In the meantime, the May 23 Guidance should lead employers to convert their heightened awareness into tangible measures to help prevent disparate treatment discrimination claims against caregivers in the workforce:
• Acknowledge both the importance of family and caregiving responsibilities and the need to perform the duties of the job.
• Evaluate leave and other policies, procedures and practices to ensure they do not embody differences in treatment that are based on sexually or racially discriminatory assumptions or stereotypes. As the EEOC suggests, for example, “…avoid a potential Title VII violation [by carefully distinguishing] between pregnancy-related leave and other forms of leave, ensuring that any leave specifically provided to women alone is limited to the period that women are incapacitated by pregnancy and childbirth [including postpartum period when a women remains incapacitated due to childbirth].”

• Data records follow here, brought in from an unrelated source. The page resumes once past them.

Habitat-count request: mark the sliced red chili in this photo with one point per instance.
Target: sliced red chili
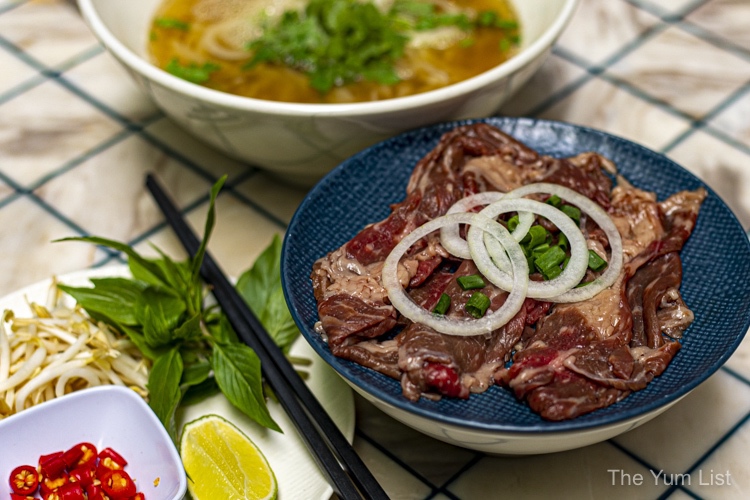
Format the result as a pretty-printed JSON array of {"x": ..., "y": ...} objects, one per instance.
[
  {"x": 83, "y": 475},
  {"x": 110, "y": 454},
  {"x": 24, "y": 480},
  {"x": 95, "y": 492},
  {"x": 71, "y": 491},
  {"x": 44, "y": 458},
  {"x": 106, "y": 465},
  {"x": 118, "y": 484},
  {"x": 52, "y": 466},
  {"x": 81, "y": 455},
  {"x": 15, "y": 496},
  {"x": 51, "y": 484}
]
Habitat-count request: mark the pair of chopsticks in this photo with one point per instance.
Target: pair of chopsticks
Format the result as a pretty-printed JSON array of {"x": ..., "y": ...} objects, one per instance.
[{"x": 334, "y": 455}]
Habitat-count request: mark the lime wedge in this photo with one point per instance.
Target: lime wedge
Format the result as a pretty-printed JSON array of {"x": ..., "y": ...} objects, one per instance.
[{"x": 222, "y": 462}]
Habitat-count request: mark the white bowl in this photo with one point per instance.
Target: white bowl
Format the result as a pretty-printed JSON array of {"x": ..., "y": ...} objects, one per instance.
[
  {"x": 105, "y": 416},
  {"x": 301, "y": 142}
]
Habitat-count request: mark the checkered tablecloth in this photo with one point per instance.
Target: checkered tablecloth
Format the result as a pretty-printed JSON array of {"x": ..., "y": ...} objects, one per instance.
[{"x": 77, "y": 137}]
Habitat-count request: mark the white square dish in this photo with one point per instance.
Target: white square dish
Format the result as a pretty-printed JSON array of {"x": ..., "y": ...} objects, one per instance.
[{"x": 105, "y": 416}]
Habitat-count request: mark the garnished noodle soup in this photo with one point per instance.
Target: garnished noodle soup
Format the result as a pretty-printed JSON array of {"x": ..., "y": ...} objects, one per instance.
[{"x": 331, "y": 51}]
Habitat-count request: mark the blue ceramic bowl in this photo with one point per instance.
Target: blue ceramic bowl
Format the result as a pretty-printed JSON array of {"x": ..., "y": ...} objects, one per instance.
[{"x": 359, "y": 191}]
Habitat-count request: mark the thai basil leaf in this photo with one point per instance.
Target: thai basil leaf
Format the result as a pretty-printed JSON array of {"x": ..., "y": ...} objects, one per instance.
[
  {"x": 164, "y": 388},
  {"x": 260, "y": 286},
  {"x": 190, "y": 329},
  {"x": 159, "y": 312},
  {"x": 113, "y": 297},
  {"x": 199, "y": 392},
  {"x": 237, "y": 372}
]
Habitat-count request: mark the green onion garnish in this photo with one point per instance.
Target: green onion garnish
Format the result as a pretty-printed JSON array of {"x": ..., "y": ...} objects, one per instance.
[
  {"x": 444, "y": 302},
  {"x": 572, "y": 212},
  {"x": 540, "y": 249},
  {"x": 549, "y": 262},
  {"x": 471, "y": 282},
  {"x": 171, "y": 23},
  {"x": 596, "y": 263},
  {"x": 554, "y": 200},
  {"x": 477, "y": 305},
  {"x": 535, "y": 237}
]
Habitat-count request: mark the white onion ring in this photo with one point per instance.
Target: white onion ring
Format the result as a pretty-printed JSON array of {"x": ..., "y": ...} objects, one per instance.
[
  {"x": 498, "y": 255},
  {"x": 571, "y": 275},
  {"x": 602, "y": 219},
  {"x": 445, "y": 324},
  {"x": 451, "y": 239}
]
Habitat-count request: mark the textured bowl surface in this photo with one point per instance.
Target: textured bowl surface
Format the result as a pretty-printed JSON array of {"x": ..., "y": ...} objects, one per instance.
[{"x": 716, "y": 284}]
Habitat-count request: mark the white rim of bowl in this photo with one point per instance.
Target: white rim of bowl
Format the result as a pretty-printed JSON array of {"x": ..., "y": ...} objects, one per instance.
[{"x": 223, "y": 99}]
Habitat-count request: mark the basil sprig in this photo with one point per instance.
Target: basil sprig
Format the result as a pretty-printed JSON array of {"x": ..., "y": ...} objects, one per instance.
[{"x": 194, "y": 351}]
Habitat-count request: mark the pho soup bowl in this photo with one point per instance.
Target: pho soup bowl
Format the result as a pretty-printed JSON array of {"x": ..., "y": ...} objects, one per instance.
[{"x": 301, "y": 142}]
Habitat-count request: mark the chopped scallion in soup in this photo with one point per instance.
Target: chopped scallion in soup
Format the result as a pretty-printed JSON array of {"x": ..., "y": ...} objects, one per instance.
[{"x": 331, "y": 51}]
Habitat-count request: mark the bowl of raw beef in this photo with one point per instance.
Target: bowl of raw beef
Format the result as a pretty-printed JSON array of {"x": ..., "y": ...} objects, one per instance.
[{"x": 679, "y": 309}]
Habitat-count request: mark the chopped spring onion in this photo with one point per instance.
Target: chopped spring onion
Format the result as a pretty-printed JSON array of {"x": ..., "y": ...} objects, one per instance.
[
  {"x": 444, "y": 303},
  {"x": 449, "y": 235},
  {"x": 549, "y": 262},
  {"x": 446, "y": 324},
  {"x": 471, "y": 282},
  {"x": 596, "y": 263},
  {"x": 477, "y": 305},
  {"x": 536, "y": 236},
  {"x": 486, "y": 261},
  {"x": 602, "y": 219},
  {"x": 500, "y": 258}
]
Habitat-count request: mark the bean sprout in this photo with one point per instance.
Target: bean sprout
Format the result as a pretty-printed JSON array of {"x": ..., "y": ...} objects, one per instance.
[{"x": 59, "y": 349}]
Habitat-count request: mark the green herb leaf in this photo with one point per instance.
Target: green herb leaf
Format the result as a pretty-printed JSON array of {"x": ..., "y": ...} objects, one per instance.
[
  {"x": 171, "y": 23},
  {"x": 164, "y": 388},
  {"x": 260, "y": 287},
  {"x": 159, "y": 311},
  {"x": 237, "y": 372},
  {"x": 334, "y": 42},
  {"x": 115, "y": 298},
  {"x": 192, "y": 72}
]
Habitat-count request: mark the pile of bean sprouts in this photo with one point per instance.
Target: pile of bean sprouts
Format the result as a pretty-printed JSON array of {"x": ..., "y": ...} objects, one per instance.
[{"x": 59, "y": 349}]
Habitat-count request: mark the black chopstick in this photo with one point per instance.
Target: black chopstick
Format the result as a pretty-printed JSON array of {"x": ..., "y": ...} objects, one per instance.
[{"x": 345, "y": 470}]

• When assessing a prospective or current employee for a job, raise, promotion, demotion, discipline, termination or other employment decision, focus on the objective qualifications of a person to do the job and the performance of the individual under consideration.
• Eliminate or minimize as much as possible reliance on subjective or speculative judgments about a worker’s job qualifications, performance, caregiving responsibilities, and the impact of any such responsibilities on performance. As the May 23 Guidance states, “[e]mployment decisions based on an employee’s actual work performance, rather than assumptions or stereotypes, do not generally violate Title VII, even if an employee’s unsatisfactory work performance is attributable to caregiving responsibilities.” Accordingly, employers should focus always and again on the facts of performance rather than on explanations of any changes in performance that relate or may relate to caregiving responsibilities.
• Train all employees to know what are and are not appropriate comments and actions toward coworkers regarding their family and caregiving responsibilities.
• Train supervisors to identify potential disparate treatment or harassment of caregivers, seek advice from human resources professionals or counsel to address issues.
• Ensure there is an effective complaint mechanism in place for investigating and responding to allegations of FRD, and publicize it to all employees.
• Instill in all employees the duty and importance of reporting concerns about possible disparate treatment of others and the employer’s duty not to retaliate against someone who has complained.
• Investigate all complaints, whether formal or informal, whether asserted by an employee or on his or her behalf, and do so promptly, completely and fairly.
• Take remedial action, if any, that may be appropriate.